182 エレノアの忠告
エレノアからの凄い餞別には及びもしないが、俺もポリーナにはちょっとした物をあげる準備をしておいたのだ。
エレノアから素敵な餞別を貰って喜んでいるポリーナに俺が話しかける。
「そうそう、ポリーナには僕からも餞別を上げたいな」
「まあ、何でしょう?」
「ジャ~ン!これさ」
俺はテーブルの上に用意して、布を被せて隠してあった物を、その布をバッ!と取って見せる。
そこには丸型蒸篭15個と専用蒸し鍋3つ、それに挽き肉器が2つ置いてあった。
ポリーナはそれに驚いたようだ。
「まあ、これは!」
驚くポリーナに俺が説明をする。
「ポリーナは自分の村でも肉まんを作りたいんだろう?
それだったらこれが必要と思ってさ」
これで蒸し器は三組になる。
とりあえず、これだけあれば当座は凌げるだろうし、複製を作るにも楽だろう。
そう思って俺は予備に作っておいた蒸し器を三組あげる事にしたのだ。
それと大きな町以外ではあまり売っていない挽き肉器も二つあげるので、挽き肉を作るのも楽だろう。

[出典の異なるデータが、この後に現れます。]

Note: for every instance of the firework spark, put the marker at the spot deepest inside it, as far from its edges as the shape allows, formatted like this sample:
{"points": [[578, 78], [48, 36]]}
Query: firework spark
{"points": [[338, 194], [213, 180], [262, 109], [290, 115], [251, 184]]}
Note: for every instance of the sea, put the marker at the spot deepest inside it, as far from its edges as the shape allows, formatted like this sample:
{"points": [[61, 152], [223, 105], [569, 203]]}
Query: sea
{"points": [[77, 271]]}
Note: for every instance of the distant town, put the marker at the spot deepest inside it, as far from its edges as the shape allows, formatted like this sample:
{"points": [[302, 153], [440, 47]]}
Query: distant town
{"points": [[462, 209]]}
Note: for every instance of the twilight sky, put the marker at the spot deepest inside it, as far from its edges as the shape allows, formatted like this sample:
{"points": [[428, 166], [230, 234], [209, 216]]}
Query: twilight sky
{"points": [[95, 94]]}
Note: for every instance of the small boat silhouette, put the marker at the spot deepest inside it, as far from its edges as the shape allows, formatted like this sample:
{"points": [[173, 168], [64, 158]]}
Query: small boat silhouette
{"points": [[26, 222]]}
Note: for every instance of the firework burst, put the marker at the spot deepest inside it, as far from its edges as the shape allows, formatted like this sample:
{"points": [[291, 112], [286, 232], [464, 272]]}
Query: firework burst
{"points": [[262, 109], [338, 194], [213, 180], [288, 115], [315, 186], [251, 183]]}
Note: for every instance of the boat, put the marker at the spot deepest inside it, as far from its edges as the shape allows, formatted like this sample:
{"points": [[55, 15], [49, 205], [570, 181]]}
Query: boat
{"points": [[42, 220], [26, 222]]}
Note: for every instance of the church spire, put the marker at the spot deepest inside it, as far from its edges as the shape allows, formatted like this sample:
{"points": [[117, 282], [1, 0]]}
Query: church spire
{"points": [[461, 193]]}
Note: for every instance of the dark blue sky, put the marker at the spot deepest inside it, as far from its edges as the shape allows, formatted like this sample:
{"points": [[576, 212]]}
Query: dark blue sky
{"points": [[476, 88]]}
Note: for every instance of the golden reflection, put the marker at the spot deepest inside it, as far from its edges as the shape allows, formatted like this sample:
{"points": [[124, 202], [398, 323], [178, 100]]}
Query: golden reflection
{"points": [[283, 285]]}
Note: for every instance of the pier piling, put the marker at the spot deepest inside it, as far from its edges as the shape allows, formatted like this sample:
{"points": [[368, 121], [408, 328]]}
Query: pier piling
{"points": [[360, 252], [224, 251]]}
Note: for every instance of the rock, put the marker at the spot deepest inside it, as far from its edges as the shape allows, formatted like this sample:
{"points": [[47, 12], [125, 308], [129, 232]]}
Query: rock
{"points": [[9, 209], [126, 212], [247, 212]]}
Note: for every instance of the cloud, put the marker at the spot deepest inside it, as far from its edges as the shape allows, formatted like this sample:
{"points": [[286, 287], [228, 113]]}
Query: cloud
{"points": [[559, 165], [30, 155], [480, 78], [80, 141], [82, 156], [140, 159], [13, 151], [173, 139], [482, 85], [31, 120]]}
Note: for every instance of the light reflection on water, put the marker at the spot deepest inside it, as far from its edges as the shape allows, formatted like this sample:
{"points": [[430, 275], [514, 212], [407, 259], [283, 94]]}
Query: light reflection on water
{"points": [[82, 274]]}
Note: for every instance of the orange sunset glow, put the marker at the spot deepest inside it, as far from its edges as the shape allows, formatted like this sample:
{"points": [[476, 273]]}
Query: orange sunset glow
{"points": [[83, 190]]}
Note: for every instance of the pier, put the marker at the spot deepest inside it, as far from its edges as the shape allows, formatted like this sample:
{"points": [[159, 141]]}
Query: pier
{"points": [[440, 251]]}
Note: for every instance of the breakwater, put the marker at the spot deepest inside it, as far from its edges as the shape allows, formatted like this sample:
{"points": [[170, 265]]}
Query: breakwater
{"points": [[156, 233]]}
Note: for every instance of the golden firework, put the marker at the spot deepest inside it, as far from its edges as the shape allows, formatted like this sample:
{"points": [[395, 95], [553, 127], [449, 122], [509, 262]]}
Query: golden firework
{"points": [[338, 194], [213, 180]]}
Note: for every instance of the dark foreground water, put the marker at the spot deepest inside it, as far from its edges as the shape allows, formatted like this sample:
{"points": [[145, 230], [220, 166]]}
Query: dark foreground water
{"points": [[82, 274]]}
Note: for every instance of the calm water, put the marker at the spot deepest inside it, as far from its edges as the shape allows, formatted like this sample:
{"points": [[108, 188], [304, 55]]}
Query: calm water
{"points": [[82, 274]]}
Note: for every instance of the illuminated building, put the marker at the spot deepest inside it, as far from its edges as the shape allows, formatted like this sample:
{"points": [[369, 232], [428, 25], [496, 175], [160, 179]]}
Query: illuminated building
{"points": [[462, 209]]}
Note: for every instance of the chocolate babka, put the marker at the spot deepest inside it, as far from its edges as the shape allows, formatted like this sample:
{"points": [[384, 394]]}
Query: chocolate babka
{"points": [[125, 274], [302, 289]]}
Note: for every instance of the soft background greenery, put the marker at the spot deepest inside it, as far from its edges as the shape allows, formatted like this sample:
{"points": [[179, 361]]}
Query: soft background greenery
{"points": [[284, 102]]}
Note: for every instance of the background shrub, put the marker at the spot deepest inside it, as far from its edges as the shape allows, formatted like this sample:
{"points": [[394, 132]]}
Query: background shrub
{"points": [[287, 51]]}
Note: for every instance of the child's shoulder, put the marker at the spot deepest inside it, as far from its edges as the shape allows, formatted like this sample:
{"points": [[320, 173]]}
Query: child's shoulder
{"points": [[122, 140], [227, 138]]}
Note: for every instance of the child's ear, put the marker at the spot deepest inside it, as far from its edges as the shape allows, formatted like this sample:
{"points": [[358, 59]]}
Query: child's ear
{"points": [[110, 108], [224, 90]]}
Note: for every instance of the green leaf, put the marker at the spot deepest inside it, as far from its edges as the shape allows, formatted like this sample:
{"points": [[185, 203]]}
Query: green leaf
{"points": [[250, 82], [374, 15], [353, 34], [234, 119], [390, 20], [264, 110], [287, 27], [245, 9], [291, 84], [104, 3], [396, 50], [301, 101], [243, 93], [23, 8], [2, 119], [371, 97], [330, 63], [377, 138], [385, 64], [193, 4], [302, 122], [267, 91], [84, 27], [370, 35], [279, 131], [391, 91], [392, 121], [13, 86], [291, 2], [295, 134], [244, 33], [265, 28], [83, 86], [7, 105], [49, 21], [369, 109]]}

もちろんポリーナは発熱タロスを自分で作る事は出来るし、普通に竈で蒸す事も出来る。
「ありがとうございます!
私も材料はともかく、蒸篭は作り方もよくわからなかったので、出来れば見本にいくつかいただこうと思っていたのです。
それに挽き肉器まで・・・
これがあれば自分の村に行っても、ここと同じように肉まんが作れます!」
「うん、頑張ってね」
「はい」
ポリーナは俺の餞別にも喜んでくれたようだ。
「そうそう、もしメディシナーに行ったら、レオニーさんとレオンにも肉まんを食べさせてあげてよ」
「はい、それはもう!」
喜び勇んで答えるポリーナにエレノアも微笑みながら話す。
「そうですね、是非パラケルスにも食べさせてあげたいです」
「パラケルスさん?」
「ああ、先代の最高評議長でエレノアの弟子なんだよ」
「わかりました!その方にも必ず肉まんを食べていただきます!
それにオーベルさんにも!」
「うん、よろしく」
ポリーナは肉まんの布教活動に余念がないようだ。
しかしそんなポリーナにエレノアが釘を刺した。
「ただポリーナ?
当分の間は自分の村でも、メディシナーや他の場所でも店を開いてはいけませんよ?」
「え?」
そのエレノアの言葉に、ポリーナは不思議そうにしたが、俺にはすぐにその理由がわかった。
「ここでの様子を見てわかったでしょう?
私達がジャベックも入れて、10人以上掛りでもこの状態なのです。
もしあなたが一人で店を開こうとしたらどうなりますか?」
「あっ!」
エレノアに言われてポリーナも気づいたようだ。
そう、確かにエレノアが餞別に上げた、手伝い用のジャベックもいるが、人間が一人ではとても切り盛りは出来ないだろう。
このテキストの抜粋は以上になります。